Enforcing them would be difficult, according to Andrew Grumet, a New York attorney who represents charitable organizations. Mr. Grumet has never heard of a case involving an acquirer who was sued for not living up to such promises.
Anheuser-Busch production was declining when 3G Capital's lieutenants arrived in late 2008, a trend that has continued. The company's two top brands, Bud Light and Budweiser, sold 56.4 million barrels last year, down from 64.5 million barrels in 2008, according to Eric Shepard, executive editor of Beer Marketers Insights.

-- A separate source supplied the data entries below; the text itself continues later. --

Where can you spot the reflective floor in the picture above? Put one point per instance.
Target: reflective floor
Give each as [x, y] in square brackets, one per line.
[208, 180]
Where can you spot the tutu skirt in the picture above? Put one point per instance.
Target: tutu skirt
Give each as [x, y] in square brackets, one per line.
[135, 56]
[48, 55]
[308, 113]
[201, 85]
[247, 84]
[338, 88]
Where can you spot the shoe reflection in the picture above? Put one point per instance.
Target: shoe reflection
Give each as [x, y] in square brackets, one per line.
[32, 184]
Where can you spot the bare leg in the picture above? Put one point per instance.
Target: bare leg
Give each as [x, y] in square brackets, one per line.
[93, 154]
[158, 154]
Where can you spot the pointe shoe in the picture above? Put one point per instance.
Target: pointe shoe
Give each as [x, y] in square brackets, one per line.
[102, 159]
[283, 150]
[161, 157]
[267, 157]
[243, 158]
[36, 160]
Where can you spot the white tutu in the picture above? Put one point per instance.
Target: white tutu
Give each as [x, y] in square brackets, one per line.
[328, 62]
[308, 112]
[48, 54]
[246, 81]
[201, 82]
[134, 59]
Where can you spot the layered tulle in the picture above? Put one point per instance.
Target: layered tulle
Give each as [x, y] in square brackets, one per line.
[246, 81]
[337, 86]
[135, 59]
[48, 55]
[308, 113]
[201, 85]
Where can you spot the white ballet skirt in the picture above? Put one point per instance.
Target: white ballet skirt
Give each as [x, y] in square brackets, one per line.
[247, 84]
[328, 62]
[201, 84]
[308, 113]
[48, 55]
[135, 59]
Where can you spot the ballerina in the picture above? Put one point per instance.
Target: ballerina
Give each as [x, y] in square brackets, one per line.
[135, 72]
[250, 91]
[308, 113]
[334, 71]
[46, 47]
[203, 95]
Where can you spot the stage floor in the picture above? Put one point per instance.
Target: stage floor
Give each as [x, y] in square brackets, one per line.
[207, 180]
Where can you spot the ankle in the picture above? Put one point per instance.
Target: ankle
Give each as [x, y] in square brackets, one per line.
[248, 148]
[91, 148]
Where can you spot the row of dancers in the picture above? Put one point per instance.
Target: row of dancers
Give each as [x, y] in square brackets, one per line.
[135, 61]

"The industry was down in 2009, 2010 and 2011, and the No. 1 brewer was going to take a hit no matter what," Mr. Shepard said.
Mr. Williams said that while the 3G Capital executives "are brilliant bankers," the jury is still out on their prowess as brew masters. He said a decision to produce Beck's, a German beer, in the United States backfired, angering drinkers who wanted a German-brewed beer.
"Sales trends [for Beck's] have been less than stellar, but they saved a lot of money doing it," Mr. Williams said, adding that the cost cutting has "absolutely not" affected the quality of Anheuser-Busch products.
Beer drinkers who filed a number of lawsuits in federal courts last week disagree. One of the complaints, filed in federal court in Philadelphia, said that after the takeover, the new owners "vigorously implemented" a policy of watering down the beer, "sacrificing the quality products once produced by Anheuser-Busch in order to reduce costs."
In a statement, the brewer said the claims "are completely false" and that it "proudly adhere[s] to the highest standards in brewing."
As for the cost cutting and other initiatives Mr. Brito ordered, the company said the changes have it "better positioned for growth" and "the global footprint of the company has brought new growth and career opportunities."
AB InBev per-share profits have jumped 56 percent since 2009 even though sales rose only 8 percent over that period. Through the end of last year, AB InBev investors had received annual returns of 27 percent since Mr. Brito took over, double the return provided by the S&P 500.
The results leave no doubt about 3G Capital's ability to capitalize on synergies from acquisitions. Whether it can boost sales by persuading more drinkers to buy its products -- be it beer or ketchup -- remains to be seen.
"Their ability to build brands is still an unanswered question," Mr. Shepard said.